As they met every Saturday for two hours, he knew that he could share every shameful thing he had done without receiving judgement.
“They helped me to overcome many things. I could share all the extramarital affairs that I’d had and they would guide me with the word of God, teach me how to be sanctified, how to be set aside,” he said.
They challenged him to put God’s word to memory. By the time he left prison, he had about 300 verses etched in his mind.
He still keeps the Bible he had in prison, now old, tattered and clearly well-read. Its pages are filled with long, handwritten prayers, reminders to stay faithful, highlighted verses and detailed annotations.
But his change did not happen overnight. Occasionally, he would still get involved in fights in prison and cause trouble. “But there was one thing I held onto and did not let go of – this person, Jesus, that I was beginning to have a relationship with.”
His priority was to make amends with his family.
So, inspired by Paul who wrote letters in the Bible, he wrote to his family twice a month, apologising to them and coming clean about everything he had ever done.
“I am truly sorry for the pain I have caused you.”
Even when they did not reply, he continued to write.
In one letter to his elder daughter, Anishah, he wrote: “Little princess of mine, I made a mistake and I am paying so heavily for it. What saddens me most is that my mistakes are affecting you as well!
“I know it is hard for you to grow up without a father figure to guide you. I am truly sorry for the pain I have caused you. I promise you to change and be a better man and the best daddy in the whole wide world.”
He looked forward to the day when his family would come to visit, wishing so much that he could just reach out and hug them. “I had to rebuild everything from behind the glass,” said Anil, whose daughters are now 18 and 25.
In prison, Anil was also rebuilding his own life. At the encouragement of a prison officer, he applied to work in a call centre run by inmates.
It was here that the Lord sent his way mentors and friends who saw value in what he had to offer and affirmed his abilities – something he had not experienced growing up.
His years at the call centre allowed him to put into practice the new values he had learnt – discipline, honesty and hard work.
God sent his way friends and former mentors who believed in his transformation and invested in his dream.
And, as he took pride in the work that he was entrusted with, he gained a new sense of accomplishment and purpose.
It invigorated him so much that he decided he would one day start his own social enterprise and call centre, and hire ex-convicts like himself, as well as other groups on the fringes of society.
It was a dream that seemed almost impossible to attain. At the age of 41 when he was released, he was an undischarged bankrupt with only a secondary school education.
But God sent his way friends and former mentors who believed in his transformation and invested in his dream.
“He also went (to jail) and he’s doing well. That touches me. If he can do it, I also can do.”
His wife, too, shared in his vision and gave him her full support, even pawning all the family jewelry to raise the funds.
In 2012, the couple set up Agape Connecting People, with the hope of providing a “Garden of Eden” for employees to flourish and gain confidence.
They built it on Kingdom values, such as integrity, excellence, respect and accountability.

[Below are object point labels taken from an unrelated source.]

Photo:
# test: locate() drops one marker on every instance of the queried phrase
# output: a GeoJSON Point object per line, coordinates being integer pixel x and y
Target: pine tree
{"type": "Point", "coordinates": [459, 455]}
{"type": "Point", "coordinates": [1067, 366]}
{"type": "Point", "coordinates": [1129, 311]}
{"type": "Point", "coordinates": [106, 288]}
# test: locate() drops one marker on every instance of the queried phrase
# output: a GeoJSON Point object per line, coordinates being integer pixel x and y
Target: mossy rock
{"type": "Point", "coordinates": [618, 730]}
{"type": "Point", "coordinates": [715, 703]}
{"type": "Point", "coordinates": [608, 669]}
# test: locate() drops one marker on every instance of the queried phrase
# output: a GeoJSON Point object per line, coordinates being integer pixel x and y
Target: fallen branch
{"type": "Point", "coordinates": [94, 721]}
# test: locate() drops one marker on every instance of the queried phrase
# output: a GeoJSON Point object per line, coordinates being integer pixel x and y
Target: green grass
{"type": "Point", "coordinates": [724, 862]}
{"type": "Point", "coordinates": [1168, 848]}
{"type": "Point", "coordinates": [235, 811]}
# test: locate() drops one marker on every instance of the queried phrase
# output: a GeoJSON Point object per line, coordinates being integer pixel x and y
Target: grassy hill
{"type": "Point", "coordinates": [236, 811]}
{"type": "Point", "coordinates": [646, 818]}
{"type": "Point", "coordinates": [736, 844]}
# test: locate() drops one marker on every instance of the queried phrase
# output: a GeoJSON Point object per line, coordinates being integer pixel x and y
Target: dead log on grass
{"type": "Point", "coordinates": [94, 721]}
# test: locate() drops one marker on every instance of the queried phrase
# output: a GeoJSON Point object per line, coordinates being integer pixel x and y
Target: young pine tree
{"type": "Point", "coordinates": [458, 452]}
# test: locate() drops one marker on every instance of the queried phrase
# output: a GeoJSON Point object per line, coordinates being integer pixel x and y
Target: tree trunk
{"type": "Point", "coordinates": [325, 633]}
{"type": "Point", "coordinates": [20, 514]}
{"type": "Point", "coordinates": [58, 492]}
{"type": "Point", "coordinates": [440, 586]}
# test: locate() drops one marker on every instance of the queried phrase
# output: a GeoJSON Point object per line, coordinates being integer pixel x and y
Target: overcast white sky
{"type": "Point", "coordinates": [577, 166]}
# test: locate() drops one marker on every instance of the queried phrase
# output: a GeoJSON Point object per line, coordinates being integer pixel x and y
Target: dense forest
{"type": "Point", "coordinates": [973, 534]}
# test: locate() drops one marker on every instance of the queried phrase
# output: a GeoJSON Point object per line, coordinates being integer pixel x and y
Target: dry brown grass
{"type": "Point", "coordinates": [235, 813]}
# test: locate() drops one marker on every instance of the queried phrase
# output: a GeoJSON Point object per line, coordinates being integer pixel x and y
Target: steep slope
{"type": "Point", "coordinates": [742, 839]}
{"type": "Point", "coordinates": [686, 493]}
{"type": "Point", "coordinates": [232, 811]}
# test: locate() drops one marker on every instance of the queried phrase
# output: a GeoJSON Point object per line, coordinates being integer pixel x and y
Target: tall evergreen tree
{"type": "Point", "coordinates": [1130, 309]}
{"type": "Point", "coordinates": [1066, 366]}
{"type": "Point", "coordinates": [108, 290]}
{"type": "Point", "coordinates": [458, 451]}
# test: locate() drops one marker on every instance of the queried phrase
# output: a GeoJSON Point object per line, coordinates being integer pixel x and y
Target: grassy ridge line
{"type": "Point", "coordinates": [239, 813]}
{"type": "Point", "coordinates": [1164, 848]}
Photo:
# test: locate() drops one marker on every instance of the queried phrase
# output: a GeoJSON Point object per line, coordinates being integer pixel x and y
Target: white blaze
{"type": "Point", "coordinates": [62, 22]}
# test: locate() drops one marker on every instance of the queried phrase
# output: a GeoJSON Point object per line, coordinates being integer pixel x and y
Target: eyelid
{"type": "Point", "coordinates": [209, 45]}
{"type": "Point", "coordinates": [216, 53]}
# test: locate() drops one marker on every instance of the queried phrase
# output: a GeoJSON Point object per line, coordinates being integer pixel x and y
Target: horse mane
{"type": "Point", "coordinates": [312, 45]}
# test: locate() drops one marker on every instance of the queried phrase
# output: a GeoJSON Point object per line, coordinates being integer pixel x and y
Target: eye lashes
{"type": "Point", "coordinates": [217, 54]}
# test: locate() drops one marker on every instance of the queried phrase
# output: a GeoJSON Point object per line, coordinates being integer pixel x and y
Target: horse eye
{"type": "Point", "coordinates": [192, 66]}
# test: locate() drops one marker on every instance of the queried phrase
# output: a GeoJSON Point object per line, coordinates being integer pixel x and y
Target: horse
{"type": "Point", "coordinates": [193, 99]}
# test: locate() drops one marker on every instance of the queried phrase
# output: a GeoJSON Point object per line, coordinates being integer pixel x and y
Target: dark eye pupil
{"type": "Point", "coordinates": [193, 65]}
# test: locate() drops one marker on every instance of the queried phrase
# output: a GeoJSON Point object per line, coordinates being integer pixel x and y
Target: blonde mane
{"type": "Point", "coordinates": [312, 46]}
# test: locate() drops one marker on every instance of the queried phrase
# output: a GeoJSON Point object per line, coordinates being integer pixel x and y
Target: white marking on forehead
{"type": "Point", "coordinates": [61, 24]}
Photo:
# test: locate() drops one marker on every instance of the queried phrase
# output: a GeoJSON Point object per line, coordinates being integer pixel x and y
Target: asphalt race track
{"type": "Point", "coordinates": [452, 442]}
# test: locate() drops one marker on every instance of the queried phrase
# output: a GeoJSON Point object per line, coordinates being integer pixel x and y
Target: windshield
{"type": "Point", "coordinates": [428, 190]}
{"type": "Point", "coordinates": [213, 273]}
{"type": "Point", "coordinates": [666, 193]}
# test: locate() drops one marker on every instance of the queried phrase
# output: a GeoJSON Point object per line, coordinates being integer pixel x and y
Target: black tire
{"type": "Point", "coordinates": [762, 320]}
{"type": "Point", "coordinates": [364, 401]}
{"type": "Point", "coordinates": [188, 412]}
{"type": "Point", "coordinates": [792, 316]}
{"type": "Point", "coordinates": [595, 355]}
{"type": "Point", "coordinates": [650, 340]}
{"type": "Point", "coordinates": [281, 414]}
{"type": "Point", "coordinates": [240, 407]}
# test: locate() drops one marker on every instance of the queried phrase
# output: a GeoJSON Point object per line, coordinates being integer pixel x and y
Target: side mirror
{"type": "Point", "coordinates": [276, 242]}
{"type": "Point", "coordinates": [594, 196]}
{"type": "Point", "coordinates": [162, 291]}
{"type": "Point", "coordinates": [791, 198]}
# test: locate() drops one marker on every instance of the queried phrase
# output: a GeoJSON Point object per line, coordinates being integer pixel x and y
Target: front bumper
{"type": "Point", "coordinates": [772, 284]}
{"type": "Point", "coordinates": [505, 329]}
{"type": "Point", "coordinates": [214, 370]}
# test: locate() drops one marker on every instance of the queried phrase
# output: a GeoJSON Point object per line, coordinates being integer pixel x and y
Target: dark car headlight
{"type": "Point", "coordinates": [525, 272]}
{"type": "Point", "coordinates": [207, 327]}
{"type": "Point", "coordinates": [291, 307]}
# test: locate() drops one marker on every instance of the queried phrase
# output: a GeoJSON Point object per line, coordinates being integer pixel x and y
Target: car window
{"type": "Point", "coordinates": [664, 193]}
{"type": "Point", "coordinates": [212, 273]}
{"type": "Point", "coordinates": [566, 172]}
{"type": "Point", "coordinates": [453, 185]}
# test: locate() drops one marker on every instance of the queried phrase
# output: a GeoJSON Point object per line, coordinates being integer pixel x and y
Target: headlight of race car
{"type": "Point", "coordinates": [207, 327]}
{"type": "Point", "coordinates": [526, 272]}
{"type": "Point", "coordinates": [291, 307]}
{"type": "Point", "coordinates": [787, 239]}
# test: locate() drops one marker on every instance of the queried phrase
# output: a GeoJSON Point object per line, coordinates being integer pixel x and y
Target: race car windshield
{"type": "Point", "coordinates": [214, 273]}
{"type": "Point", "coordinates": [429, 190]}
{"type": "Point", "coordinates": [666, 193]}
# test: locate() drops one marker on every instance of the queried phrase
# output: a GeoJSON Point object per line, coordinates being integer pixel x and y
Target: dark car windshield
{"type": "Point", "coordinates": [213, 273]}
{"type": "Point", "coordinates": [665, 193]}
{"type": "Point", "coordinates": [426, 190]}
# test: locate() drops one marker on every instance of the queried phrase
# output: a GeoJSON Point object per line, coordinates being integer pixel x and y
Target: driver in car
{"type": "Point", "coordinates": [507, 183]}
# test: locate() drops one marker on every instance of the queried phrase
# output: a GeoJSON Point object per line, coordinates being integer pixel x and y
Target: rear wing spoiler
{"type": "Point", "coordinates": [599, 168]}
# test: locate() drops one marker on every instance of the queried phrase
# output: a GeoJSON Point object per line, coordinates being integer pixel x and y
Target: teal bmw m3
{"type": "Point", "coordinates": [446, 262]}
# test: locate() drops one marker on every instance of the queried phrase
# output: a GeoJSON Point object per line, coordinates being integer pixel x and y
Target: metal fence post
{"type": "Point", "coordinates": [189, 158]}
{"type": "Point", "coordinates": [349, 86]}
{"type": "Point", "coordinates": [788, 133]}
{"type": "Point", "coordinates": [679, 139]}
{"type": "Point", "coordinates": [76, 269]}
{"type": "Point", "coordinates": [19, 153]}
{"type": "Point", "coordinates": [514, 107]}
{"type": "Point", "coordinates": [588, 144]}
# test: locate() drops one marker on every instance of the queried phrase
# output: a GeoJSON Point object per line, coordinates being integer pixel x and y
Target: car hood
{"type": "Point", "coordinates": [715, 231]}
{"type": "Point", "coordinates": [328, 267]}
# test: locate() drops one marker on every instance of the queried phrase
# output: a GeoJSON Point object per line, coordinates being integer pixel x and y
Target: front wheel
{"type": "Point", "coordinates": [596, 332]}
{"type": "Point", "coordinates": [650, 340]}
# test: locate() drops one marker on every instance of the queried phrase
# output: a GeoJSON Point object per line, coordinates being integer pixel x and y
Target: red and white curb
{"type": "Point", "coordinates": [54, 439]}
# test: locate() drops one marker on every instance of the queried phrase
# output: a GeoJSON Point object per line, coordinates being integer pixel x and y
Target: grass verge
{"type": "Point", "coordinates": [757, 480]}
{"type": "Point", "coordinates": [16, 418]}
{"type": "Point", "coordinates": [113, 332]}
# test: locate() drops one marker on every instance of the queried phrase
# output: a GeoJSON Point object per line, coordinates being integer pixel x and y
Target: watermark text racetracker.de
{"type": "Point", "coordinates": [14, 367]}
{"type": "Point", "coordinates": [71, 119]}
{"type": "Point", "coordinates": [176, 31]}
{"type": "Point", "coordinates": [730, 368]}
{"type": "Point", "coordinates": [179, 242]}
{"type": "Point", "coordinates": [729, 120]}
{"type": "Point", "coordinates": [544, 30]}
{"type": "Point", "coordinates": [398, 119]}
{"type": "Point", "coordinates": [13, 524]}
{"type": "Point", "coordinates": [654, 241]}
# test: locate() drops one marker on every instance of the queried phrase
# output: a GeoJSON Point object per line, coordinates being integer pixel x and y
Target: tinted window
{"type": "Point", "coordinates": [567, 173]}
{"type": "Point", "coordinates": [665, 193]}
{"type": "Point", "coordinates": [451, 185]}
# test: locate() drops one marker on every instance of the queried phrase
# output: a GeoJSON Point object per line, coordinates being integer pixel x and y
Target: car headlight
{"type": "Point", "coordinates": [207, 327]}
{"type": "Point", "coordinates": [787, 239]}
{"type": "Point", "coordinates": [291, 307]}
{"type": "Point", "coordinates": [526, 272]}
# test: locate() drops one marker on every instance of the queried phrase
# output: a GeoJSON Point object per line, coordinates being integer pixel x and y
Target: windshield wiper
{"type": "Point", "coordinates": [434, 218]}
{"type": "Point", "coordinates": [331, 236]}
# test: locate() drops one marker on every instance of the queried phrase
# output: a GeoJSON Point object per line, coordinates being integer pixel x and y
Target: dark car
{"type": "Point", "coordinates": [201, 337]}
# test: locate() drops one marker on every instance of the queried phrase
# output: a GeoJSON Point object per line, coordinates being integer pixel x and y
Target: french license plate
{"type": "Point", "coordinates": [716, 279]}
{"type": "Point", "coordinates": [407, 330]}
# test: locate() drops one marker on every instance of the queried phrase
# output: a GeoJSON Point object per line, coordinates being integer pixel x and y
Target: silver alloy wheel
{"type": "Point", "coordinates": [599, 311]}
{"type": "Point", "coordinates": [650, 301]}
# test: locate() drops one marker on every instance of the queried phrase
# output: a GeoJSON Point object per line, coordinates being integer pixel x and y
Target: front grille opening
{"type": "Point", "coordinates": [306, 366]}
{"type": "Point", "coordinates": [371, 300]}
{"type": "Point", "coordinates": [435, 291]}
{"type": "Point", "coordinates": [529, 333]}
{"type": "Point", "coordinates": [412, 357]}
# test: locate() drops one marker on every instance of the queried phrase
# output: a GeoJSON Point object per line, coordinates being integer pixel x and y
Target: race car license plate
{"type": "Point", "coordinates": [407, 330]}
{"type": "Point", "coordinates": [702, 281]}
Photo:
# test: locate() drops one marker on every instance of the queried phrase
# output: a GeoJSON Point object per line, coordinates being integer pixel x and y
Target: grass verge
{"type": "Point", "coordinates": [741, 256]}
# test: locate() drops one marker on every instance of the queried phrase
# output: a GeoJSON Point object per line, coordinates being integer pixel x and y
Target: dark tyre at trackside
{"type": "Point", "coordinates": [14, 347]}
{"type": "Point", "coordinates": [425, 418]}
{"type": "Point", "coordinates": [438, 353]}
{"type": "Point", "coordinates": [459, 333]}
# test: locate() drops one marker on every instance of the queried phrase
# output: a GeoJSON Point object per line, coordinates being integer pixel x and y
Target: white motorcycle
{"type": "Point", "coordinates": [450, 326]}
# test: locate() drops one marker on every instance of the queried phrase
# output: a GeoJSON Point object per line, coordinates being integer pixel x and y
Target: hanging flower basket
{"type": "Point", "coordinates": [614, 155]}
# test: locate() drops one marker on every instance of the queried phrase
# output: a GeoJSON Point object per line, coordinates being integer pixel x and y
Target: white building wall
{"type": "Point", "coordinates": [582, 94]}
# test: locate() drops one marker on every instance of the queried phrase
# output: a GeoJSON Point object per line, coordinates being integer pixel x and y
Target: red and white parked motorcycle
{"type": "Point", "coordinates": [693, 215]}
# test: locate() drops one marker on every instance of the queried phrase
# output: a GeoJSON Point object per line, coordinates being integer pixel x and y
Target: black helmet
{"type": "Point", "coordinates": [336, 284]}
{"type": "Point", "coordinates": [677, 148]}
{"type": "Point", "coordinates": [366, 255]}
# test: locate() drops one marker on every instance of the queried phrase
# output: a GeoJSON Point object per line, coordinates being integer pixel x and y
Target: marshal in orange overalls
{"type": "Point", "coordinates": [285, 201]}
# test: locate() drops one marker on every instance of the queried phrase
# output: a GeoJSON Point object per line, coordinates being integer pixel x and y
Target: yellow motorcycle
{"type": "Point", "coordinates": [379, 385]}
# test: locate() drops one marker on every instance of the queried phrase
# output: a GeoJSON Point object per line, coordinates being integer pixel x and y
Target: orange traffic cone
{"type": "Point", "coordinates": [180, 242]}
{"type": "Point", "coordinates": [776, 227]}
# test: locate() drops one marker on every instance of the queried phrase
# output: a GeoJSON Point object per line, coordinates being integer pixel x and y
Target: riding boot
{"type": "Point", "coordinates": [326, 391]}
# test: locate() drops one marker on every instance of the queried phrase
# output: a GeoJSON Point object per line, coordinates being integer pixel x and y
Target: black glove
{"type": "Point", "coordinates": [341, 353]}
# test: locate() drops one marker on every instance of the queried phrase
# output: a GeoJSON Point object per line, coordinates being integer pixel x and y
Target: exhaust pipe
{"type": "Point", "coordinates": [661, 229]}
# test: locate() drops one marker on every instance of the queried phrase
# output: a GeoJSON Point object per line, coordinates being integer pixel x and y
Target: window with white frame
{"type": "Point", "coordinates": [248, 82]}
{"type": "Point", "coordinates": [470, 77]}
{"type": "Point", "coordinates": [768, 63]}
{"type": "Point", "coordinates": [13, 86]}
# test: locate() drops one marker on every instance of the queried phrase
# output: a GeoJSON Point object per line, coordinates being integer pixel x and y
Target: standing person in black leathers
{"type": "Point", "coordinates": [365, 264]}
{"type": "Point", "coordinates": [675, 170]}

Today it has about 150 employees, who are ex-convicts, people with disabilities and single mothers. It has two offices – one in Tai Seng Avenue and another in the women’s prison in Changi.
For many of Anil’s employees, which he prefers to call colleagues, his success is an emblem of hope.
Ramesh Singh, 50, an ex-offender who has been an operations executive at Agape for six years, said: “Now where is he? He also went in (to jail) and came out, and he’s doing well. That touches me. If he can do it, I also can do,” he said.
In all he does, Anil remembers Psalm 91:1: He who dwells in the shelter of the Most High will abide in the shadow of the Almighty.
He said: “The moment I move out of that umbrella, I’m asking for trouble. But under his shelter, I will always find rest.”